Sören : « Bien sûr ! Les grossistes et nos fournisseurs suivent les tendances et nos clients attendent la même chose de nous. Nous sommes pour eux une sorte de pionniers, de créateurs de tendances. »
Que pensez-vous de la vente en ligne ?
Aymeric : « Pendant la pandémie, notre boutique en ligne a été une source importante de revenus, mais nos produits suscitent avant tout des émotions. Le consommateur veut toucher, sentir, voir et vivre. Notre magasin est donc devenu davantage un lieu d'expérience. La boutique en ligne existe toujours, mais elle s'adresse principalement aux personnes qui souhaitent envoyer un bouquet à quelqu'un ou réserver des créations et des ateliers pour la Toussaint.

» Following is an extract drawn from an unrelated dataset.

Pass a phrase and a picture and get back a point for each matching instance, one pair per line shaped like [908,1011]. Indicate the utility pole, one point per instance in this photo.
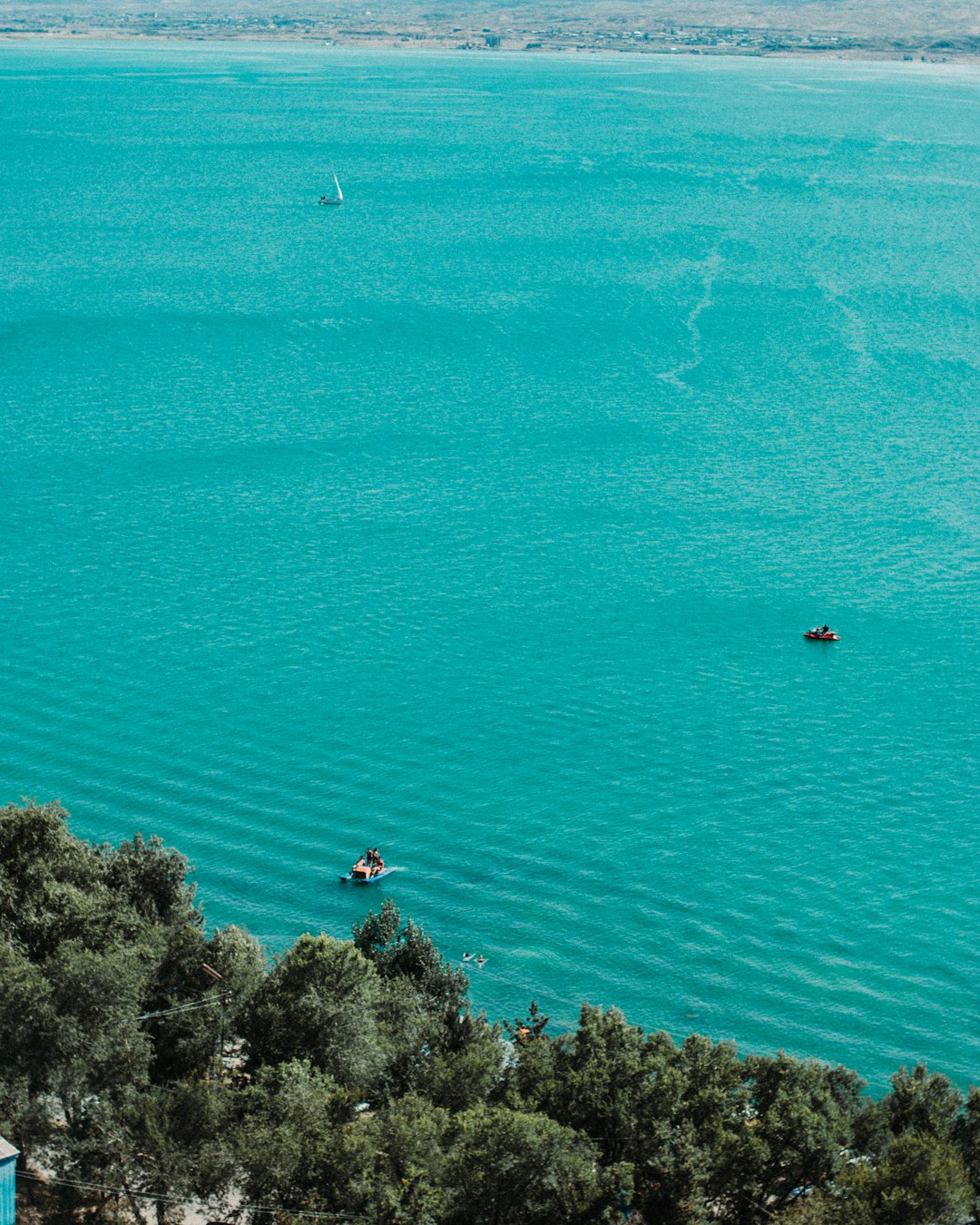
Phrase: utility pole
[224,996]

En revanche, nous accordons une grande importance aux réseaux sociaux. Nous consacrons beaucoup d'attention à nos pages Instagram et Facebook. Nous publions régulièrement, notamment à l'aide de l'IA.
Travaillez-vous avec du personnel ?
Aymeric : « Nous avons une employée permanente, Valentine. Elle n'est pas fleuriste de formation, mais nous nous connaissons depuis longtemps et elle connaît notre boutique et nos activités comme personne d'autre. Elle est souvent présente dans la boutique, mais elle aide aussi pour les grandes décorations et la préparation des ateliers. De plus, pendant les périodes de forte activité, nous travaillons avec des fleuristes indépendants. J'ai encore un vaste réseau en France et nous pouvons donc très souvent faire appel à des fleuristes français. »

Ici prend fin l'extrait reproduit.